FAYETTEVILLE -- Arkansas' nine football assistants will make a base salary of $3.83 million in 2016, an increase of $315,000 over the 2015 pool of $3.515 million.
The increase is nearly identical to the one Arkansas' coaches received in 2015, when the salary pool for assistants went from $3.205 million to $3.515 million, an increase of $310,000.
Counting head coach Bret Bielema's $4.1 million base, Arkansas will pay its football coaches a record $7.93 million.
In addition, Arkansas has applied a noncompete clause within the SEC to all of their assistant coaches.
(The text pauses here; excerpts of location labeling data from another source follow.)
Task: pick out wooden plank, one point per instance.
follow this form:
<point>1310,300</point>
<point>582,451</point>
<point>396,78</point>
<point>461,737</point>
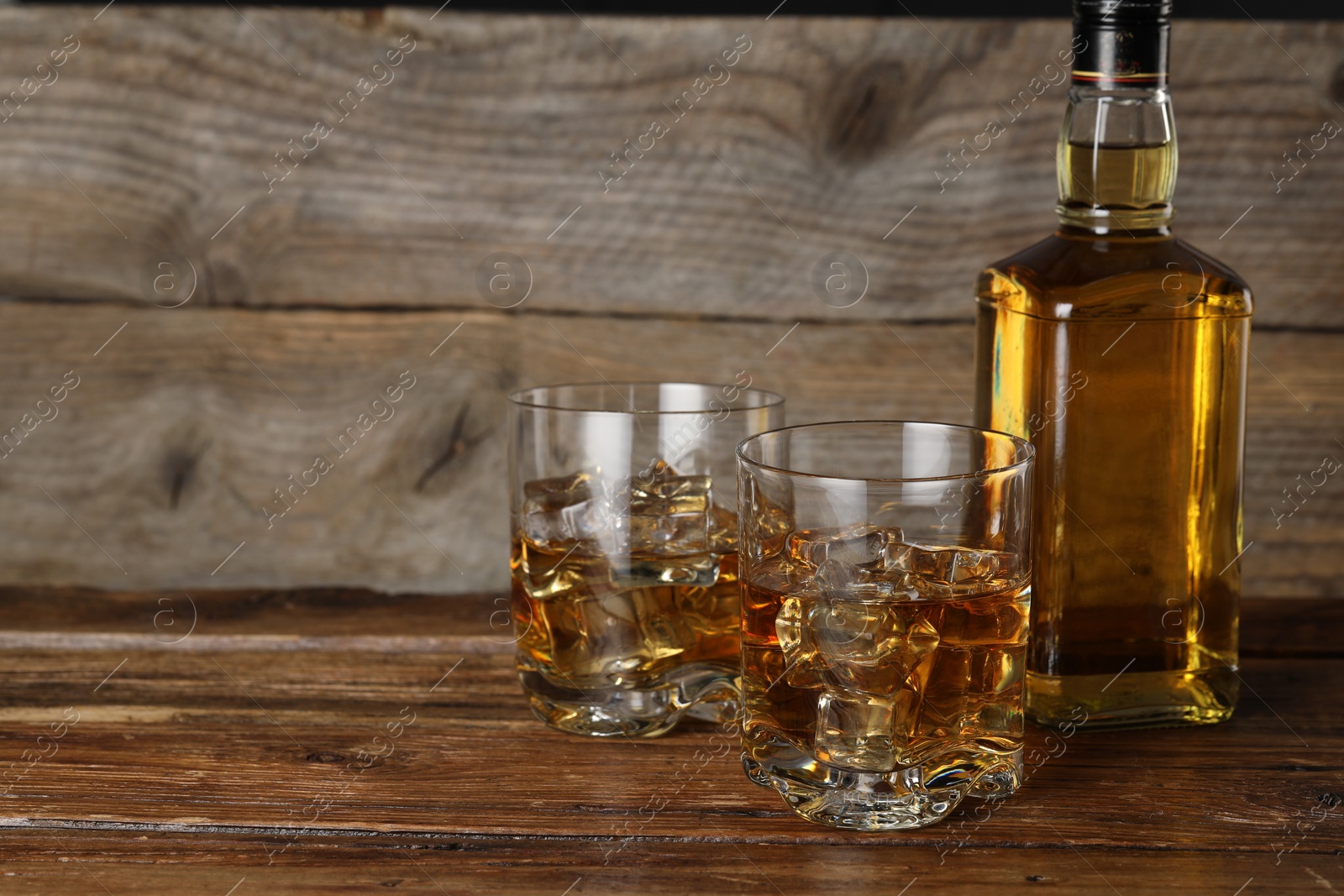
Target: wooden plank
<point>185,425</point>
<point>492,134</point>
<point>84,862</point>
<point>269,741</point>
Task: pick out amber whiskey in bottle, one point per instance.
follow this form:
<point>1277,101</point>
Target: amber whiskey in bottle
<point>1120,352</point>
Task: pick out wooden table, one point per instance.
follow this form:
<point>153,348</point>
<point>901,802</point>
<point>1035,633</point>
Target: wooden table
<point>228,762</point>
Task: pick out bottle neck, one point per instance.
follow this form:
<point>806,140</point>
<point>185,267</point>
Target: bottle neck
<point>1117,160</point>
<point>1117,149</point>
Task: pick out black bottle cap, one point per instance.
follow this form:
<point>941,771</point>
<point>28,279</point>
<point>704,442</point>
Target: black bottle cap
<point>1121,43</point>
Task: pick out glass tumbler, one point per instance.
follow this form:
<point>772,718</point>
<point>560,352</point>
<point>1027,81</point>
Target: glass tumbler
<point>886,584</point>
<point>625,550</point>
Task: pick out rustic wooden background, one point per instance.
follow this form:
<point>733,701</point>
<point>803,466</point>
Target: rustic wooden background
<point>145,159</point>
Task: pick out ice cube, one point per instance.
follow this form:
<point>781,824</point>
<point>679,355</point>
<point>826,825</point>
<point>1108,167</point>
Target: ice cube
<point>723,530</point>
<point>617,638</point>
<point>564,510</point>
<point>669,513</point>
<point>857,731</point>
<point>937,570</point>
<point>694,570</point>
<point>869,647</point>
<point>803,665</point>
<point>548,575</point>
<point>788,626</point>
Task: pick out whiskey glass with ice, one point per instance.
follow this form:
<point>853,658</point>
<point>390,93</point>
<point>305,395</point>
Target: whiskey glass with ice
<point>885,594</point>
<point>625,550</point>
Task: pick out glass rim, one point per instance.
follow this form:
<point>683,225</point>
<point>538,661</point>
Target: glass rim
<point>1021,443</point>
<point>766,398</point>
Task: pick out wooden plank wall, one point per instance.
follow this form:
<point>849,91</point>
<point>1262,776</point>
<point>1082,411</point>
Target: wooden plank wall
<point>252,318</point>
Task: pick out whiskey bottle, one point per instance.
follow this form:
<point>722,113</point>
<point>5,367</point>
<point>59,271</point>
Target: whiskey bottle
<point>1120,352</point>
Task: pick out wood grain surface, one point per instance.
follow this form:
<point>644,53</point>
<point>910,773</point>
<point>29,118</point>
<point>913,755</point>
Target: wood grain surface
<point>159,464</point>
<point>192,768</point>
<point>262,315</point>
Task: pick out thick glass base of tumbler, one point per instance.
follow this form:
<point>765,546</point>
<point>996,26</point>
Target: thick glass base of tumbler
<point>703,691</point>
<point>1133,699</point>
<point>906,799</point>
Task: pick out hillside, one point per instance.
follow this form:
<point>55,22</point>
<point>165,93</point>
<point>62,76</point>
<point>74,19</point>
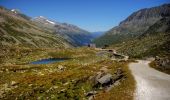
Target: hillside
<point>72,33</point>
<point>136,24</point>
<point>154,42</point>
<point>17,29</point>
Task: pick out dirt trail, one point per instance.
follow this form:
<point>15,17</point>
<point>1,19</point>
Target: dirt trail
<point>150,83</point>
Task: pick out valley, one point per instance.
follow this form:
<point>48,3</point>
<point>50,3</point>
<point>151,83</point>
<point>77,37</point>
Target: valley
<point>41,58</point>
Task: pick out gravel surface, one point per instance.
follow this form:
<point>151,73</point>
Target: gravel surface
<point>150,83</point>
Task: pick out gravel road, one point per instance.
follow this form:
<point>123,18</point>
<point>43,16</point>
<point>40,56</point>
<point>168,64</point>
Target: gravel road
<point>150,83</point>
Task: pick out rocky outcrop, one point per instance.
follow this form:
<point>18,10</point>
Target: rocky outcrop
<point>135,25</point>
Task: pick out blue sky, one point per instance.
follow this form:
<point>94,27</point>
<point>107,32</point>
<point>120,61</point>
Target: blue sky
<point>92,15</point>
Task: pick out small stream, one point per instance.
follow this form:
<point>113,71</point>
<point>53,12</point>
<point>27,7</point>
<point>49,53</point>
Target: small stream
<point>49,61</point>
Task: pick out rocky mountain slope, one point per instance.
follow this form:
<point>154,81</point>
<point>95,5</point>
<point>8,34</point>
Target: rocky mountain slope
<point>135,25</point>
<point>17,29</point>
<point>72,33</point>
<point>154,42</point>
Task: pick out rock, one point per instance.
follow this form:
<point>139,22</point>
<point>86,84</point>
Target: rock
<point>104,70</point>
<point>106,79</point>
<point>13,83</point>
<point>91,93</point>
<point>60,67</point>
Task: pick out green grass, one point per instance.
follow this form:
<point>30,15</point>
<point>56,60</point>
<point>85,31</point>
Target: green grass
<point>48,82</point>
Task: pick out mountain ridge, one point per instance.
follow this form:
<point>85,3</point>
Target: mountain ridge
<point>134,25</point>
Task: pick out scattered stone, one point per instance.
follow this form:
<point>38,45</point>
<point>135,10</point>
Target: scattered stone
<point>91,93</point>
<point>13,83</point>
<point>60,67</point>
<point>106,79</point>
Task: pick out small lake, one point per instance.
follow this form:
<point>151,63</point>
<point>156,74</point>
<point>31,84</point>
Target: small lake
<point>49,61</point>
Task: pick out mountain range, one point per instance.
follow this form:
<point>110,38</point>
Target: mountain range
<point>75,35</point>
<point>134,25</point>
<point>17,28</point>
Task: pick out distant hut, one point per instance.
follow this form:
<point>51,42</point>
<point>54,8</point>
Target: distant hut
<point>92,45</point>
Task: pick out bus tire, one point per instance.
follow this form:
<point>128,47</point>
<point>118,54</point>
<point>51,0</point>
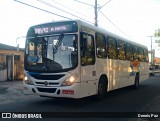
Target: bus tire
<point>102,88</point>
<point>136,83</point>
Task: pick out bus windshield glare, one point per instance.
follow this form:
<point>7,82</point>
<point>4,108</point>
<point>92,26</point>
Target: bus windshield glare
<point>53,53</point>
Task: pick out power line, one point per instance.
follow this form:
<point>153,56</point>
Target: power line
<point>104,4</point>
<point>42,10</point>
<point>71,9</point>
<point>84,3</point>
<point>46,3</point>
<point>114,24</point>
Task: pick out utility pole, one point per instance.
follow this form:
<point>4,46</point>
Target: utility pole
<point>96,13</point>
<point>151,51</point>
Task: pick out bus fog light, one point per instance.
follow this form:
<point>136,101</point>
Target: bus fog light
<point>71,80</point>
<point>27,80</point>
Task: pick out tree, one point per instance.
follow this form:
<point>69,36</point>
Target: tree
<point>157,34</point>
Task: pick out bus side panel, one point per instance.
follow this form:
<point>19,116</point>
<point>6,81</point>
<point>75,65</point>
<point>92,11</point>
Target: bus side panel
<point>126,76</point>
<point>101,69</point>
<point>144,71</point>
<point>113,74</point>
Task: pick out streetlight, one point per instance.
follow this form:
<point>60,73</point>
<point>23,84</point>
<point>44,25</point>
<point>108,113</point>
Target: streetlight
<point>151,51</point>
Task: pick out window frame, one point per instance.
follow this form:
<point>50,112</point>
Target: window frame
<point>115,48</point>
<point>104,43</point>
<point>82,56</point>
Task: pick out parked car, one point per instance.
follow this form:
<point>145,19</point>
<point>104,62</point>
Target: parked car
<point>151,72</point>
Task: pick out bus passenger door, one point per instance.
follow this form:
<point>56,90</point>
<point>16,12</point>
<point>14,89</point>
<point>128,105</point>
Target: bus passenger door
<point>88,71</point>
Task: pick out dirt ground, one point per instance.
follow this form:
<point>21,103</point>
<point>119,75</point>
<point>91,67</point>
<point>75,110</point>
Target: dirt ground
<point>11,91</point>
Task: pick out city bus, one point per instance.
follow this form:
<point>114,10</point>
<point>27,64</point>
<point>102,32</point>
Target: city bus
<point>74,59</point>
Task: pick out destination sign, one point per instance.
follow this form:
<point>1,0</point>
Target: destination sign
<point>55,28</point>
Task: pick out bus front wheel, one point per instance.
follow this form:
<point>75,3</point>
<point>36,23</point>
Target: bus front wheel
<point>102,88</point>
<point>136,84</point>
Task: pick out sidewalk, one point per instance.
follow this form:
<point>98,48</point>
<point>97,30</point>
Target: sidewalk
<point>11,91</point>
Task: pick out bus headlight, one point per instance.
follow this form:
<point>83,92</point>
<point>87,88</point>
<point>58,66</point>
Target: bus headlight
<point>71,80</point>
<point>27,80</point>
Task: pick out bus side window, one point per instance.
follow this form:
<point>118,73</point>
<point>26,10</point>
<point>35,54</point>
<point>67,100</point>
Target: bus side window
<point>112,48</point>
<point>87,49</point>
<point>141,53</point>
<point>101,46</point>
<point>121,50</point>
<point>145,55</point>
<point>135,52</point>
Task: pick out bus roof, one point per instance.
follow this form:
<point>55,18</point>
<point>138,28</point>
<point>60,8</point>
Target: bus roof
<point>97,29</point>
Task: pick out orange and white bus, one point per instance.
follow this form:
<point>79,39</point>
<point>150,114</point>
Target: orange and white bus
<point>74,59</point>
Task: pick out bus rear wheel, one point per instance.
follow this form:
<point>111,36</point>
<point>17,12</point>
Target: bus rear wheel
<point>136,84</point>
<point>102,88</point>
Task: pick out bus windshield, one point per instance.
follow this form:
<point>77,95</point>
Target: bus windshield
<point>54,53</point>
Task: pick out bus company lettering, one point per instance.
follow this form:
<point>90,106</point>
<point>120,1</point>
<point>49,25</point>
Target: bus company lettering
<point>41,30</point>
<point>45,30</point>
<point>61,28</point>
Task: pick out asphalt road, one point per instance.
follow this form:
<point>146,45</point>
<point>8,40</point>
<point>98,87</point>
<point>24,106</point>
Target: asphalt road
<point>145,99</point>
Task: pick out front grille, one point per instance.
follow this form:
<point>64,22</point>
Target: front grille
<point>49,83</point>
<point>48,90</point>
<point>47,77</point>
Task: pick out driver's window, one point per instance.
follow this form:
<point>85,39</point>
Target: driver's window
<point>87,49</point>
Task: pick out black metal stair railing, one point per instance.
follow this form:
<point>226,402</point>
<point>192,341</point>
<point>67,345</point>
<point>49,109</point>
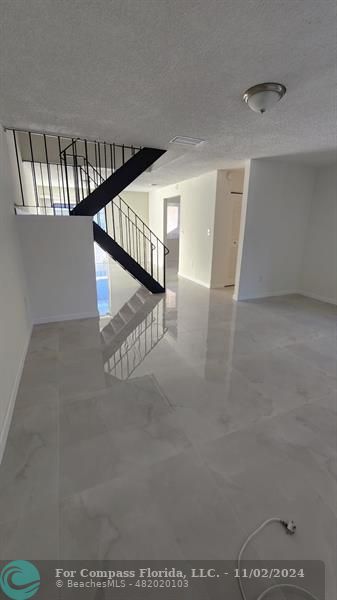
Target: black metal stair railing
<point>61,175</point>
<point>117,218</point>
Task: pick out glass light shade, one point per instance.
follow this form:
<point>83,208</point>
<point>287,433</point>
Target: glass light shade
<point>264,96</point>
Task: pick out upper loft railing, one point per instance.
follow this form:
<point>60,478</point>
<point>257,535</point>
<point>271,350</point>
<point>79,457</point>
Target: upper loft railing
<point>48,186</point>
<point>57,173</point>
<point>117,218</point>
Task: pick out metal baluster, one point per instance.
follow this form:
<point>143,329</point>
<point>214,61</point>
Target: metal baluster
<point>60,154</point>
<point>105,160</point>
<point>144,244</point>
<point>151,250</point>
<point>157,261</point>
<point>18,164</point>
<point>75,172</point>
<point>48,171</point>
<point>129,241</point>
<point>44,198</point>
<point>33,172</point>
<point>120,227</point>
<point>59,186</point>
<point>113,220</point>
<point>80,170</point>
<point>67,180</point>
<point>87,165</point>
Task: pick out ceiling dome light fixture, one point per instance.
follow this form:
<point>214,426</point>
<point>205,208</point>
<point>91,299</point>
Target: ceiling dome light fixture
<point>263,96</point>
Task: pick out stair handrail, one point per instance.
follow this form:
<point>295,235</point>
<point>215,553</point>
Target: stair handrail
<point>166,249</point>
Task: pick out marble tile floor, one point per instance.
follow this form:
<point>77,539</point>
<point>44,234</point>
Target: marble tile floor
<point>228,419</point>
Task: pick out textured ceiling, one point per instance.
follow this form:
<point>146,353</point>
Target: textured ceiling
<point>144,71</point>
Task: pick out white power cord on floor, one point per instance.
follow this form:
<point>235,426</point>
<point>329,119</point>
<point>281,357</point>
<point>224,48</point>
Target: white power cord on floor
<point>290,528</point>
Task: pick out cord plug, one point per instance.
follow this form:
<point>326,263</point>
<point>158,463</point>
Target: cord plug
<point>290,527</point>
The noncompete language does not apply if an assistant moves from a position coach to a coordinator or from a coordinator to a head coach.
Arkansas Athletic Director Jeff Long said the rising tide of salaries across college football is a product of a free-market system and the game's popularity, particularly in the SEC, which has seen a spike in revenues with the advent of the SEC Network in 2014.
Long said Arkansas still ranks in the SEC's lower half when it comes to paying assistants despite the substantial raises the past two years.
"I think we're trying to do things in a responsible manner based on our resources," Long said Thursday, speaking on KAKS-FM 99.5. "We are very proud to be one of those, I guess less than a dozen now, that are totally self-sustaining in our [athletics] program.
"That's a challenge. It's something we work on every day. We want to compete. We want the best coaches here. We want to win and we want to beat Alabama and Florida and Georgia and Auburn. Until our fans say they don't want to compete, we're going to continue to battle."
Bielema said he knew some raises would be in store after the Razorbacks had one of the program's most productive offensive seasons.
"I feel very blessed," Bielema said. "Jeff gave me a certain amount of money before we even hit January. Back in December he gave me a large chuck of change that I could use to [divvy] amongst my staff."
The most substantial pay increases came for receivers coach Michael Smith and offensive coordinator Dan Enos.
Smith, who received a substantial offer from LSU in his home state, is making $400,000, a raise of $125,000.
Bielema publicized new Georgia Coach Kirby Smart's interest in Enos in December, which helped secure a pay bump of $150,000 for the former Central Michigan head coach who will be entering his second year as the Hogs' offensive coordinator. Enos will make $700,000 in 2016.
Bielema was able to save money with the hiring of offensive line coach Kurt Anderson, who had three years of NFL experience on his resume. Anderson came on board at $370,000, which is $155,000 less than that made by his predecessor Sam Pittman, who also held the title of assistant head coach. Pittman received a large boost in pay before ever coaching a game at Arkansas when Alabama showed interest in the winter of 2012-2013.
Bielema hired new defensive backs coach Paul Rhoads ($350,000) and running backs coach Reggie Mitchell ($310,000) at the same pay rate, respectively, as predecessors Clay Jennings and Jemal Singleton.
"As staff transition happened, I kind of would grab some [funds for assistant coaches] and then would lose some, and as I hired a staff I was able to complete it with the hiring of Paul," Bielema said. "So basically everybody on staff got a new contract."
Arkansas' 2015 salary pool for assistants ranked No. 19 nationally in a USA Today survey, which listed the cumulative pay at $3,529,550 because it included a mix of bonuses.
But the Razorbacks ranked 10th in the SEC in cumulative pay for assistant coaches in 2015, behind No. 1 LSU, No. 2 Auburn, No. 3 Alabama, No. 4 Georgia, No. 5 Texas A&M, No. 10 South Carolina, No. 15 Florida, No. 17 Missouri and No. 18 Tennessee.
Rhoads, who spent the past seven seasons as the head coach at Iowa State, said head coaches have to be strategic in doling out money.
"You've certainly got to have an administration that supports you and recognizes what you have to do to keep coaches and reward coaches," Rhoads said. "This level of football is highly competitive, and that's not going away.
"In my pursuit for a job this off season, I saw there's some vast differences in certain leagues and certain locations in what they're paying, whether it be from coordinator to coordinator, position coach to position coach or from coordinators down to position coach. I think Jeff has put Bret in a position to be competitive with his staff."